The propagation of a pulse through a long length of fiber can be very complicated
since the birefringence varies randomly along the fiber [32–33]. However, there are two
special orthogonal polarization states at the fiber input for which the output pulse is undistorted to first order. These two polarization states are called principal states of polarization (PSP). The PSP model was originally developed by Poole [34]. This model provides both a time domain and a frequency domain characterization of PMD. In the time
domain, when a pulse is not launched in one of the two principal states, the output pulse
is a combination of two delayed versions of the input pulse propagated in the two principal states, each with a fraction of the energy of the input signal. As a result the output
pulse is typically broadened due to the differential group delay between the two polarization modes. In the frequency domain, a PSP is defined as the input polarization state for
which the output polarization state is independent of frequency to first order. In the absence of polarization-dependent loss, the two PSPs are orthogonal to each other. For each
pair of PSPs at the fiber input, there exist a corresponding pair of orthogonal PSPs at the
output. The input and output PSPs are related by the fiber’s transmission matrix.

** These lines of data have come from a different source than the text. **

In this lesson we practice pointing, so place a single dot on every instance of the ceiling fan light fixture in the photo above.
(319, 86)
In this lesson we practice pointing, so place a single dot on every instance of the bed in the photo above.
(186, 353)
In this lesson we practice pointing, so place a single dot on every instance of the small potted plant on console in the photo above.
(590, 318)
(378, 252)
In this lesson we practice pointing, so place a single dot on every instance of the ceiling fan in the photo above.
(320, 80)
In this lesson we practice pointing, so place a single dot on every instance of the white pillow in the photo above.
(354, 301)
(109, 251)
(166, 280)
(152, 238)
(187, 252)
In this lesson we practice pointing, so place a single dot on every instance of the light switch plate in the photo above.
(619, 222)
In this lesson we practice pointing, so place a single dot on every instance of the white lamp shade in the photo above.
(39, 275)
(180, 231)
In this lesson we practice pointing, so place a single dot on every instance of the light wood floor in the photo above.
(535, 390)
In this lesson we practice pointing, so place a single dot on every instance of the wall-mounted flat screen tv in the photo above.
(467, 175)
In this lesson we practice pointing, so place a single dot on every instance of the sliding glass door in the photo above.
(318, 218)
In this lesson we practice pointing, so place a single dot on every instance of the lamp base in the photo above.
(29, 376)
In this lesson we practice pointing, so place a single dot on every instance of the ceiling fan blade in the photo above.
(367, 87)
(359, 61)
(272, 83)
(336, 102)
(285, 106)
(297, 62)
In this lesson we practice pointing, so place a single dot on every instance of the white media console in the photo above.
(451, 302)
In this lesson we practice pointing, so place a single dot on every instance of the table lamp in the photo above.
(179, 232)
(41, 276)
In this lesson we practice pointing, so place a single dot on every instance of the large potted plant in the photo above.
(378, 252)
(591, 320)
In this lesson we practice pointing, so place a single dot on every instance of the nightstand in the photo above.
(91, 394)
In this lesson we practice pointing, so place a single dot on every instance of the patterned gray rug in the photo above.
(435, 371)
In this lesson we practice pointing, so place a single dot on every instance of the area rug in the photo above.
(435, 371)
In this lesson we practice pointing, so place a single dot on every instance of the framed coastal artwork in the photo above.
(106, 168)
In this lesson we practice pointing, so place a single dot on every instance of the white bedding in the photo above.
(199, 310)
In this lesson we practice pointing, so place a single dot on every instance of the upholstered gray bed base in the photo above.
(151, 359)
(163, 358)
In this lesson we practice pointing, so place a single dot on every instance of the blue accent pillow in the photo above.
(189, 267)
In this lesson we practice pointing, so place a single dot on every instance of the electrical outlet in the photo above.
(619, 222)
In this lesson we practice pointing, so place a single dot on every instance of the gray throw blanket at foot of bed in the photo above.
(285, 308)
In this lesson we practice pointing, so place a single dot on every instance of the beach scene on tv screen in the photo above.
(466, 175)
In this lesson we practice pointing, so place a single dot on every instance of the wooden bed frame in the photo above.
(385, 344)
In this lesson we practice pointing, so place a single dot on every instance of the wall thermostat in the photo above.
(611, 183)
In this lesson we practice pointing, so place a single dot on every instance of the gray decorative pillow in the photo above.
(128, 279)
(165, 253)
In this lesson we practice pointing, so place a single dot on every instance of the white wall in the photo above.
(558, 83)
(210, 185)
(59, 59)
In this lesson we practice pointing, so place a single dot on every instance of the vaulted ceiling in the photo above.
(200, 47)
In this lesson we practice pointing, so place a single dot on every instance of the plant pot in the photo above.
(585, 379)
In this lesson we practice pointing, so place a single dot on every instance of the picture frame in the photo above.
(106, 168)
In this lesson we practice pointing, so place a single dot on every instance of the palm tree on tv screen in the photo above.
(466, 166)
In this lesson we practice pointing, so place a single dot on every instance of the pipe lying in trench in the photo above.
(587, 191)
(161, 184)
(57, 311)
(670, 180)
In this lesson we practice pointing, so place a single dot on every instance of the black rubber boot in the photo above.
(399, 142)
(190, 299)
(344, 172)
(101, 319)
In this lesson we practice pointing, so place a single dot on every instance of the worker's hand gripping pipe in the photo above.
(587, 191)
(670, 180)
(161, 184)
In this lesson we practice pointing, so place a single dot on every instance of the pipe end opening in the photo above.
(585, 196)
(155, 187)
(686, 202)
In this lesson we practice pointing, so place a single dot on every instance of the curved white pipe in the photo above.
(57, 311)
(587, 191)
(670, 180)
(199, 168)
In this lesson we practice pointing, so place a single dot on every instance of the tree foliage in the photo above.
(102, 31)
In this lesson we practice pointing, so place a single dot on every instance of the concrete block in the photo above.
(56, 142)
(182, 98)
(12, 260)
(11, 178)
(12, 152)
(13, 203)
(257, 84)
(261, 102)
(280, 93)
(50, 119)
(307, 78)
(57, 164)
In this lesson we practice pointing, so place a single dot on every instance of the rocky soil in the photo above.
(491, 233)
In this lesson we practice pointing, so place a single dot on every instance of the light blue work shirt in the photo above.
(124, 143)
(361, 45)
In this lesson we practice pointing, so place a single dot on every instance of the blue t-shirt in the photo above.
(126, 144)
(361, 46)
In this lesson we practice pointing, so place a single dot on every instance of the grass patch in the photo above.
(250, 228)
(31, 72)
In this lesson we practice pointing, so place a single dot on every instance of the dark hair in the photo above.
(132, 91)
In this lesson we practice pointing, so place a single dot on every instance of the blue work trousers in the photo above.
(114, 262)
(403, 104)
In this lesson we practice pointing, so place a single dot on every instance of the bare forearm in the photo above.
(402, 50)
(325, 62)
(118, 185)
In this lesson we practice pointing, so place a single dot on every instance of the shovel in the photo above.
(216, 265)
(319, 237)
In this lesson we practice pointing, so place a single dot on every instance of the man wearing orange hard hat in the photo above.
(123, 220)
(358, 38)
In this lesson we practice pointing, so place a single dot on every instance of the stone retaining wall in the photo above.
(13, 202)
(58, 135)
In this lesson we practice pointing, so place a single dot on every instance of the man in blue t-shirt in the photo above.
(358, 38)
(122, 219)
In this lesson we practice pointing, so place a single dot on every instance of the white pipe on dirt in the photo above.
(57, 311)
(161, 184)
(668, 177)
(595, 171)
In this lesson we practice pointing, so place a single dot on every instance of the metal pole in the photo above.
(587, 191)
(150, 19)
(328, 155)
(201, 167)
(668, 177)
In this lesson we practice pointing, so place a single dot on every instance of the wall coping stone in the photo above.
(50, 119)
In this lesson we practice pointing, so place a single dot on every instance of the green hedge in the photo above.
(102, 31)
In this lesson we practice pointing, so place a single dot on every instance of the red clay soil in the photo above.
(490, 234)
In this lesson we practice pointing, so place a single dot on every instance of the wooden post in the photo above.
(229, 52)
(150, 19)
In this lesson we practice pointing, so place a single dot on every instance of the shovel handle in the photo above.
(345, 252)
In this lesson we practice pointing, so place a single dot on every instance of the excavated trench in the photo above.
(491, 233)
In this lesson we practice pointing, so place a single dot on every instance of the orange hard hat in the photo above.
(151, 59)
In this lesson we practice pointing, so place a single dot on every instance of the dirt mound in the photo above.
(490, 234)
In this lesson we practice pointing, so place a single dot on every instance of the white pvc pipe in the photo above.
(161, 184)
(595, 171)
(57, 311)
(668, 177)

PMD causes a variety of impairments in optical fiber transmission systems. One impairment is the inter-symbol interference (ISI) within a channel due to the pulse broadening that is caused by DGD when the input polarization state does not coincide with either
of the two PSPs [7]. In this first-order PMD effect, a fraction of the energy of the input
signal is coupled into one PSP and the rest of the energy is coupled into the other PSP.

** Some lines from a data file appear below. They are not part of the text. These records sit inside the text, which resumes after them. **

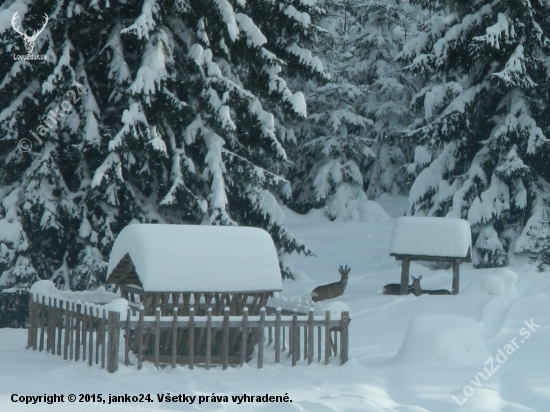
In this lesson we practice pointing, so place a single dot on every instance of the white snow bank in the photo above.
(442, 340)
(499, 283)
(47, 288)
(199, 258)
(431, 236)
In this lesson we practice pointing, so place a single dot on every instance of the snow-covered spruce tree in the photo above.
(483, 120)
(350, 144)
(149, 111)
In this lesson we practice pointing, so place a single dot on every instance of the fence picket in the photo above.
(225, 339)
(310, 337)
(327, 336)
(295, 334)
(174, 333)
(78, 327)
(157, 337)
(140, 338)
(244, 338)
(261, 331)
(208, 337)
(278, 335)
(191, 337)
(91, 337)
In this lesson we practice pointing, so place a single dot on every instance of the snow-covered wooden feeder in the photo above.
(167, 266)
(431, 239)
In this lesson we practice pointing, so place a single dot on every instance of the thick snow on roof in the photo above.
(187, 258)
(431, 236)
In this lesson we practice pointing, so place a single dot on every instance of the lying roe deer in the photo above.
(395, 288)
(332, 290)
(414, 287)
(432, 292)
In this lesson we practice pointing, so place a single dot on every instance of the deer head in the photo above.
(344, 271)
(29, 40)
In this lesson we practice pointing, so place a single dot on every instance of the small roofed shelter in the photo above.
(431, 239)
(167, 266)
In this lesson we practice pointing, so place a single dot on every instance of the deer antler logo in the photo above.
(29, 40)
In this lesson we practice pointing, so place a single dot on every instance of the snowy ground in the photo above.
(395, 365)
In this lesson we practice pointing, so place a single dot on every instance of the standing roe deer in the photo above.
(332, 290)
(395, 288)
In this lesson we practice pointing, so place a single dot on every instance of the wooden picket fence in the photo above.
(87, 332)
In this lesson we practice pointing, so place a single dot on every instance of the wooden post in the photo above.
(344, 337)
(51, 326)
(103, 348)
(71, 329)
(97, 336)
(31, 321)
(294, 338)
(139, 337)
(42, 323)
(225, 338)
(404, 290)
(91, 337)
(327, 337)
(456, 276)
(278, 335)
(244, 338)
(157, 337)
(59, 311)
(174, 331)
(77, 333)
(191, 337)
(84, 332)
(208, 337)
(261, 331)
(114, 336)
(310, 336)
(127, 338)
(67, 332)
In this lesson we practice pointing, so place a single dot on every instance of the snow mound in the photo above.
(373, 212)
(47, 288)
(336, 308)
(431, 236)
(442, 340)
(494, 284)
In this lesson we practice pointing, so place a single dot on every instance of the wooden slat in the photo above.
(103, 322)
(208, 337)
(310, 337)
(139, 337)
(127, 338)
(225, 338)
(67, 331)
(293, 345)
(174, 335)
(344, 338)
(278, 335)
(91, 337)
(261, 332)
(42, 323)
(327, 337)
(244, 337)
(77, 333)
(157, 336)
(114, 335)
(191, 340)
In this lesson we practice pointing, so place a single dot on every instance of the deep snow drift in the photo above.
(486, 348)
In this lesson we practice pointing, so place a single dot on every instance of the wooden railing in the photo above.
(82, 331)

Although the pulse broadening resembles that of chromatic dispersion, the two effects
10
differ in many ways. Chromatic dispersion is a relatively stable phenomenon. The total
chromatic dispersion of an optical fiber communication system is the sum of the chromatic dispersion in each of its subsections, and the location and amount of dispersion
compensation can be planned in advance. In contrast, the PMD of a single-mode optical
fiber at a given wavelength is not stable, forcing system designers to make statistical predictions of PMD effects and making passive compensation impossible [35]. In addition,
system impairment due to second- and higher order PMD occurs for larger bandwidth
signals, particularly when the PMD components combine with chromatic dispersion or
signal chirp.
PMD impairment also occurs in WDM systems where PMD induces coherent crosstalk between multiplexed channels [36]. In polarization-multiplexed transmission systems, adjacent channels are launched with orthogonal polarization states in order to suppress nonlinear impairments such as cross-phase modulation (XPM) or four-wave mixing
(FWM). PMD destroys the orthogonality of these polarization states [37]. Impairments
due to second- and higher order PMD and in WDM systems are not covered here since
they are not the goal of the current work.

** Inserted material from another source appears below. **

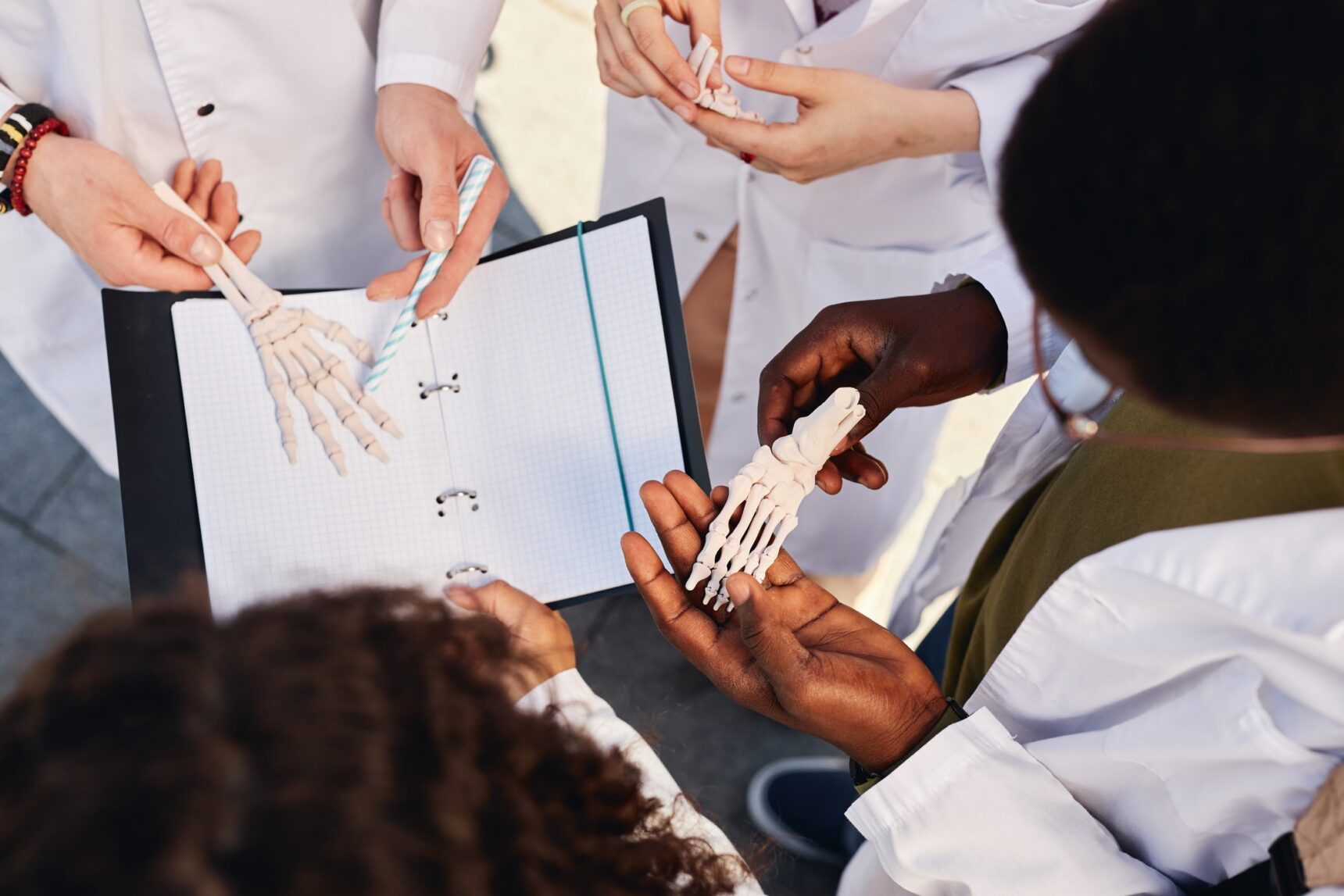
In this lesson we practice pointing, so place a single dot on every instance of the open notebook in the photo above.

2.2 Polarization-dependent loss
PDL is an important polarization effect in long-haul optical fiber communication systems. PDL occurs when the loss through a device depends on the input state of polarization of the signal. The combined contribution of PDL in each of the components of a system can cause large overall power fluctuations at the receiver. This in turn may seriously
affect the overall system performance [13]. In general, the total PDL of several concate-
11
nated components cannot be obtained by simply adding up the individual PDLs because
the PDL axes of the components are usually randomly aligned and the alignments are not
stable due to the drift of the fiber realization in the fibers that connect the PDL elements
[38]. However, the sum of the individual PDL values yields the worst case system PDL.
In optical fiber communication systems, polarization-sensitive elements such as isolators and WDM couplers in optical amplifiers are the main source of polarizationdependent loss. The effect of PDL is to cause excess loss in one of two orthogonal polarization states. One simple method to characterize the PDL is called the maximumminimum power method. By scanning all the possible polarization states at the input of
the device and determining the power variation at the output, one can calculate the ratio
of the maximum power Pmax and minimum power Pmin and obtain the PDL value in dB
as
P
PDL  10log10  max
 Pmin

.

(2.1)
Typically, for a single device the PDL level can vary from a few tenths of a dB to less
than a tenth of dB. In transoceanic systems, the requirement for the PDL in each EDFA is
very stringent. It must be below 0.1 dB to avoid significant re-polarization of the unpolarized noise [14]. In terrestrial systems, the PDL allowed for each EDFA is higher and
can be a few tenths of a dB due to the shorter propagation distance and fewer PDL elements. Although the PDL in the system does not significantly degrade the average signalto-noise ratio (SNR), it may cause large variations of the SNR [15–16]. Furthermore, by
polarizing the initially unpolarized signal and noise, it can seed further degradations due
to PMD.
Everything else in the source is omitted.